Владислав Реймонт - Земля обетованная
Сердито, с каменным равнодушием смотрела она ему вслед, но когда за ним закрылась дверь и на лестнице послышались удаляющиеся шаги, ей сделалось страшно, что он в самом деле никогда больше не придет.
И увидев в окно, как он перешел на другую сторону улицы и исчез за углом, она с плачем упала на кушетку.
— Пиколо, дорогой единственный друг, какая я несчастная! — причитала она, прижимая к груди собачку.
Но плакать не хотелось, и, пригладив перед зеркалом волосы, она степенной походкой подошла к тетке, взяла ее за руку и с таинственным видом увлекла за собой в гостиную.
— Все кончено! — трагически сказала она, бросаясь тетке на шею. — Мы больше никогда не увидимся с Горном. Боже, какая я несчастная!
Но видя, что тетка не выказывает никакого сочувствия, отстранилась и обиженно, с упреком спросила:
— Как, тебе не жалко меня?
— Ах, Кама, оставь свои глупости!
— Панна Кама, поцелуйте меня на прощанье! — сказал Мориц, выглядывая из передней.
— Пускай вас Пиколо поцелует! — воскликнула она и с собачкой на руках кинулась к двери, но Мориц поспешил удалиться.
На улице Мориц замешкался, думая, под каким бы предлогом отложить визит к Гросглику и нет ли у него более срочного дела. Вот надо бы с Кесслером повидаться, хорошо бы зайти сперва домой.

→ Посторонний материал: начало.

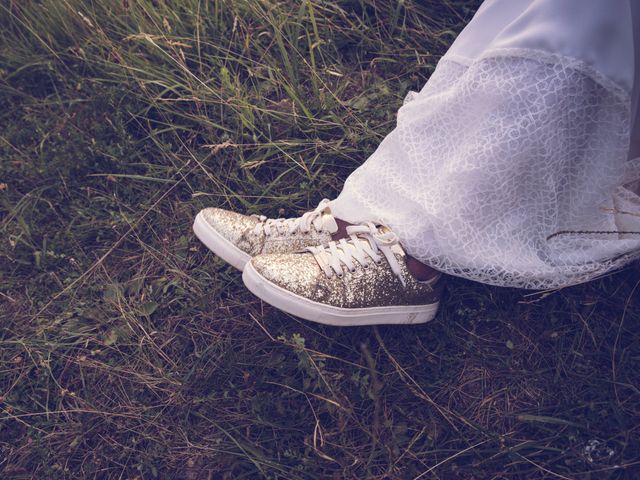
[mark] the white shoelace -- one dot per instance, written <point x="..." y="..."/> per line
<point x="365" y="244"/>
<point x="291" y="225"/>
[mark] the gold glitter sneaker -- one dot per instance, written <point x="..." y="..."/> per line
<point x="236" y="238"/>
<point x="359" y="280"/>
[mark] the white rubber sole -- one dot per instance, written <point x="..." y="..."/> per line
<point x="218" y="244"/>
<point x="329" y="315"/>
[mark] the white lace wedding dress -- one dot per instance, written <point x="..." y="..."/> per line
<point x="514" y="164"/>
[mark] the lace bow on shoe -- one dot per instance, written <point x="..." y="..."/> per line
<point x="320" y="218"/>
<point x="367" y="243"/>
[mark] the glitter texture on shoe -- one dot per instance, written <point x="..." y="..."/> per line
<point x="236" y="237"/>
<point x="362" y="280"/>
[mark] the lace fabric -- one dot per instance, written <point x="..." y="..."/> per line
<point x="502" y="168"/>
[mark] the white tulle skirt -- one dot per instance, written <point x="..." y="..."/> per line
<point x="514" y="164"/>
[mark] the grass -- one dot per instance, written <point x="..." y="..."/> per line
<point x="129" y="351"/>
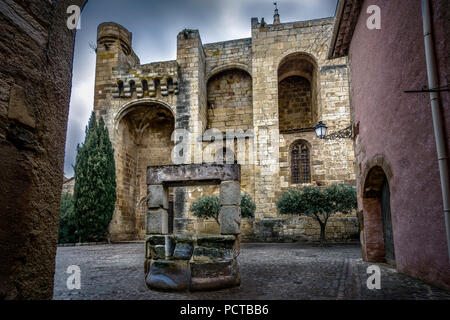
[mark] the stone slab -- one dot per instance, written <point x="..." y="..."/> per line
<point x="157" y="221"/>
<point x="183" y="251"/>
<point x="230" y="220"/>
<point x="230" y="193"/>
<point x="168" y="275"/>
<point x="192" y="174"/>
<point x="158" y="197"/>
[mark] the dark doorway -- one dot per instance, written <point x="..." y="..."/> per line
<point x="387" y="223"/>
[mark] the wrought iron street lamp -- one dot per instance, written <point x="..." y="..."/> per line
<point x="321" y="132"/>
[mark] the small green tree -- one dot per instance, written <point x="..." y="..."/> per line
<point x="318" y="203"/>
<point x="208" y="207"/>
<point x="95" y="183"/>
<point x="67" y="225"/>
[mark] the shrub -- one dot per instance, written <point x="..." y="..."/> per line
<point x="318" y="203"/>
<point x="208" y="207"/>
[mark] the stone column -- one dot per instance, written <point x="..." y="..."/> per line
<point x="230" y="211"/>
<point x="157" y="214"/>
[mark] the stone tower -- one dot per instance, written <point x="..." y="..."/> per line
<point x="270" y="90"/>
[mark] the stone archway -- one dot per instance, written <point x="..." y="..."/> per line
<point x="142" y="138"/>
<point x="377" y="232"/>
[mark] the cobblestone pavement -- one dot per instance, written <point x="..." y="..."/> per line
<point x="269" y="271"/>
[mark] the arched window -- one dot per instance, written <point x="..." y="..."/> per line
<point x="132" y="87"/>
<point x="144" y="85"/>
<point x="300" y="164"/>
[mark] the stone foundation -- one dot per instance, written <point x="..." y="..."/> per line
<point x="194" y="263"/>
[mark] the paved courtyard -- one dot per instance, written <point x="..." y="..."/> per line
<point x="269" y="271"/>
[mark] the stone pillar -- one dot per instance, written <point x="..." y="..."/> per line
<point x="157" y="214"/>
<point x="230" y="211"/>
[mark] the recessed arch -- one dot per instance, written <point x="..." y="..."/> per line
<point x="230" y="99"/>
<point x="128" y="107"/>
<point x="226" y="67"/>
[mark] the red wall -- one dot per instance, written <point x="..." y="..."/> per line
<point x="398" y="126"/>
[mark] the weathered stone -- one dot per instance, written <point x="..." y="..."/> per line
<point x="168" y="275"/>
<point x="209" y="254"/>
<point x="230" y="193"/>
<point x="230" y="220"/>
<point x="158" y="197"/>
<point x="159" y="252"/>
<point x="192" y="174"/>
<point x="214" y="276"/>
<point x="217" y="241"/>
<point x="157" y="221"/>
<point x="183" y="251"/>
<point x="156" y="239"/>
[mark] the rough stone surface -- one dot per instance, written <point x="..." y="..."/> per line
<point x="158" y="197"/>
<point x="157" y="221"/>
<point x="230" y="193"/>
<point x="36" y="51"/>
<point x="290" y="271"/>
<point x="168" y="275"/>
<point x="183" y="251"/>
<point x="192" y="174"/>
<point x="273" y="86"/>
<point x="230" y="220"/>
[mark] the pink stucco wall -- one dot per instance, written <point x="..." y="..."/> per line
<point x="398" y="126"/>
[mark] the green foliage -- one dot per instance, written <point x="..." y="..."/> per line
<point x="208" y="207"/>
<point x="248" y="206"/>
<point x="318" y="203"/>
<point x="95" y="183"/>
<point x="67" y="225"/>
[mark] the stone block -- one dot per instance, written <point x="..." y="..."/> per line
<point x="157" y="221"/>
<point x="230" y="220"/>
<point x="159" y="252"/>
<point x="209" y="254"/>
<point x="169" y="275"/>
<point x="214" y="275"/>
<point x="157" y="197"/>
<point x="217" y="241"/>
<point x="183" y="251"/>
<point x="230" y="193"/>
<point x="156" y="239"/>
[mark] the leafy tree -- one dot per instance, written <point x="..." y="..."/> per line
<point x="208" y="207"/>
<point x="95" y="183"/>
<point x="67" y="226"/>
<point x="318" y="203"/>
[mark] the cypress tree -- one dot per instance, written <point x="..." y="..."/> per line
<point x="95" y="183"/>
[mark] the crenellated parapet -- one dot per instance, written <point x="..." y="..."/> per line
<point x="147" y="80"/>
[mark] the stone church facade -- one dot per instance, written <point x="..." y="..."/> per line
<point x="274" y="87"/>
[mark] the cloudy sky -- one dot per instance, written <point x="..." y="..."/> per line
<point x="155" y="25"/>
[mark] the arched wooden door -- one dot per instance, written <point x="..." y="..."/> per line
<point x="387" y="223"/>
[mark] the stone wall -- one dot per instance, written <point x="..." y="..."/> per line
<point x="36" y="50"/>
<point x="240" y="84"/>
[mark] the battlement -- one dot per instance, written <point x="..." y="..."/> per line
<point x="146" y="80"/>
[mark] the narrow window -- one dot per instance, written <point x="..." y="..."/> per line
<point x="120" y="87"/>
<point x="144" y="86"/>
<point x="300" y="164"/>
<point x="132" y="87"/>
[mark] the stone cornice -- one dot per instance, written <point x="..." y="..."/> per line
<point x="347" y="14"/>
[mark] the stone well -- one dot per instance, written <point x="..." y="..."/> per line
<point x="179" y="262"/>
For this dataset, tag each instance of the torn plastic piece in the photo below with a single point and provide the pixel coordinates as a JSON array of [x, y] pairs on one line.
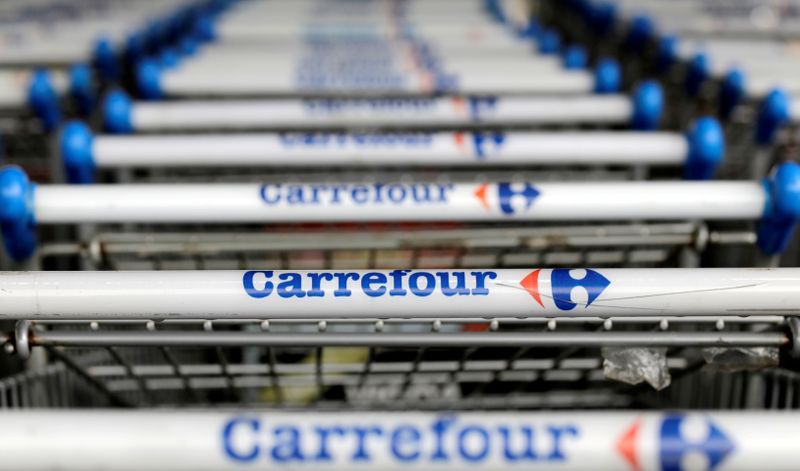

В конце концов, пересилив себя, он вошел в контору банкира.
— Патрон у себя? — поздоровавшись, спросил он у Вильчека.
— Да. Он уже несколько дней посылает за вами.
— Ну как, покончили с Грюншпаном?
— Еще только начали: до пятнадцати тысяч дошли.
— И это еще не конец? — удивился Мориц.
— На полпути остановились.
— Смотрите, Вильчек, не просчитайтесь. Я вам добра желаю.
— Вы ведь сами советовали не уступать.
— Я? Впрочем, не помню. Но во всем надо знать меру! — недовольно сказал он, так как поприжать Грюншпана советовал Вильчеку, когда еще не имел намерений относительно Мели, а теперь это его рассердило.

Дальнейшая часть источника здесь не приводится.